Tutukluların serbest bırakılmasını istidiler. Kürşad, planını anlatmak için 40 kişilik bir devrimci grup oluşturdu. Planı uygulamayı kabul eden gruba, ayaklanma başarılı olursa kendisinin kağan olmayacağını söyledi. Çünkü bu planı kendi çıkarı için yaptığını düşünmelerini istemiyordu.
O gece çok yağmur yağdı. Bu nedenle İmparator Tai Tsung saraydan ayrılmadı. Kürşat ve 40 adamı, planlarının duyulmasından korktukları için bir an önce harekete geçmeleri gerektiğini düşündüler. Hemen harekete geçtiler ve Çin sarayına saldırdılar. Yüzlerce Çinli askerle birlikte kahramanca savaşan yiğitlerimiz kayıplar vererek 10 kişiye kadar düşmüşlerdi.
Bu nedenle saraydan Ötüken yönüne doğru uzaklaşmaya başlayan Kürşad ve yandaşları Vey Nehri'ne ulaştı. Şiddetli yağışlar Vey Nehri üzerindeki köprülerin sular altında kalmasına neden oldu. Karşı tarafa geçemediklerini gören Kürşad, köyüne döndü.
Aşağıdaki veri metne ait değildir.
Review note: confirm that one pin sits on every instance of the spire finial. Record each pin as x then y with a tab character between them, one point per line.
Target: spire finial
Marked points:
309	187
Mücadeleye devam edeceklerini söyledi.
Halen binlerce askerimizle savaşan yiğitlerimiz birbiri ardına şehit oldu. “Kürşad öldü ama atından düşmedi. Ölmüştü ama yenilmedi..."
Kürşad ve 40 askerinin isyanı İmparator Tai Tsung'u dehşete düşürdü. Bu isyanın devam etmesinden korkan imparator, esir Türkleri serbest bırakarak anayurtlarına geri gönderdi. Evet Kürşat ölmüş olabilir ama uğruna öldüğü davanın başarıya ulaşmasını sağladı.
Türk'ün adını tarihi belgelere cesur, kahraman ve yiğit sözcükleriyle birlikte yazdırdı. Onlar bu milleti ve hiçbir milletin özgürlüklerini esir alamayacağını ispatlamıştır. Ölüme koşmaktan korkmayacaklarını göstermişlerdir.